Schönes Wetter heute.

Von der Düne rollt eine Nebelbank auf die Hauptinsel zu. Wenige Minuten später hüllt sie den Leuchtturm im Oberland ein.

Hmm, können wir vielleicht nochmal das Bild von vorvorgestern abends haben? (*Klick* *Klick* *Klick*)

Na bitte. Geht doch.
Aber mit dem Begriff “schönes Wetter” hat es hier ja eine eigene Bewandtnis. Das weiß ich von einem unserer Handwerker, der beruflich häufig auf den Hausdächern herumklettert, also ein Experte.
Schönes Wetter ist nämlich auch dann, wenn der Regen von oben nach unten fällt anstatt von links nach rechts oder umgekehrt. Oder in der Nähe der Steilklippe auch mal von unten nach oben.
Also:
Die ganze letzte Woche hatten wir schönes Wetter. In der Woche davor ging es ja etwas stürmischer zu. So stürmisch, dass der Wellenschlag im Wattenmeer das Helgolandkabel demolierte.

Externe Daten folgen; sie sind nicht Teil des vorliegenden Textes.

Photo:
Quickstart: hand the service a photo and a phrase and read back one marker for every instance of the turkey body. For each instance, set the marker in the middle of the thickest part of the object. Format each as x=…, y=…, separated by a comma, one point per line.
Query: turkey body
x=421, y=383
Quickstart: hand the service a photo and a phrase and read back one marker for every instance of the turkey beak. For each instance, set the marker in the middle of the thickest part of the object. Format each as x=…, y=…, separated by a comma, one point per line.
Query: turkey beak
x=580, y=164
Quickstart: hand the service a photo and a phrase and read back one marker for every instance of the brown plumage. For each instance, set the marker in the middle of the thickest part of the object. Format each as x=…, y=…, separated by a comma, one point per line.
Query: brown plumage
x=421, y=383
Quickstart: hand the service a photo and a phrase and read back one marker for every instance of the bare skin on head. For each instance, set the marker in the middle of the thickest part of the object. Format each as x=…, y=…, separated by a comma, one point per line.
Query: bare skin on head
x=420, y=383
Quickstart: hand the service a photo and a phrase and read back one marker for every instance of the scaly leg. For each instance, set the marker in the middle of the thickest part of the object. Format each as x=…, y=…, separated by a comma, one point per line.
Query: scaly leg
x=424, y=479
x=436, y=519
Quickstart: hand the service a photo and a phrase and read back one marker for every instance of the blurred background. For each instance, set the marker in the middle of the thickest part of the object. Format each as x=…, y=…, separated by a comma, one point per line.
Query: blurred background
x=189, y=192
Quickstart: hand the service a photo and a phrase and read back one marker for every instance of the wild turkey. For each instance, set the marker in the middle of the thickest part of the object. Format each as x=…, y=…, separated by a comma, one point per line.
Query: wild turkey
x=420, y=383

Daraufhin gingen zwar nicht alle Lampen aus auf dem Felsen (yay!), aber ab Freitagnachmittag begann die Internetverbindung mehr und mehr zu bröseln, um sich dann für den Rest des Wochenendes komplett frei zu nehmen (buh!).

Das war dann sensationell genug, um es auf die Nachrichtenseiten des Spiegel und der Tagesschau zu schaffen.

Habe ich schon mal erwähnt, dass das Leben im Inselwinter meist eher sensationsarm ist?
Da gibt es dann Schönwettertage, an denen die Auftragsbörsen für Autoren- oder IT-Jobs praktisch leergefegt sind, es sei denn man möchte einen superinformativen Unique-Content-Text von mindestens 2.500 Worten über Wackelpudding schreiben. Waldmeister, um genau zu sein. Und positiv, mit Kaufanreiz.
Es gibt auch Tage, an denen ich dann doch wieder zuviel auf Newstickern herumklicke und durch die Pandemie-Dauerberieselung einen Anfall von “drowning by numbers” bekomme.
Als wären die Infektions- und Todeszahlen nicht schon gruselig genug, sind sie merkwürdigerweise nie (?) ins Verhältnis zur Einwohnerzahl eines Landes gesetzt. Also habe ich meine Mathekenntnisse aus der siebten Klasse wieder ausgegraben und mit Stift und Papier einen Dreisatz ausgerechnet.

Und, weil so schönes Wetter war, gleich einmal in eine Tabellenkalkulation eingetragen.
Bestimmt ist dieser Ansatz auf mindestens zwölfeinhalb Arten und Weisen zu platt. Oder möglicherweise wären in Deutschland gut 50.000 Menschen mehr gestorben, wenn die Dinge so gelaufen wären wie in den USA.
Hm.
Übrigens sind die Zahlen in der Tabelle schon über eine Woche alt. Nein, ich aktualisiere sie nicht täglich. Das ist doch auch irgendwie eine gute Nachricht.

Stattdessen gehe ich mit Fe an den Nordost-Strand und sammle Strandglas.
Das ist gut für die Umwelt, denn eigentlich ist das Jahrzehnte alter Glasmüll, den die Nordsee glattgeschliffen hat. Außerdem sieht es schick aus, wenn man ein Marmeladenglas damit füllt und von unten beleuchtet.

Tja. Schönes Wetter heute. Wieder einmal.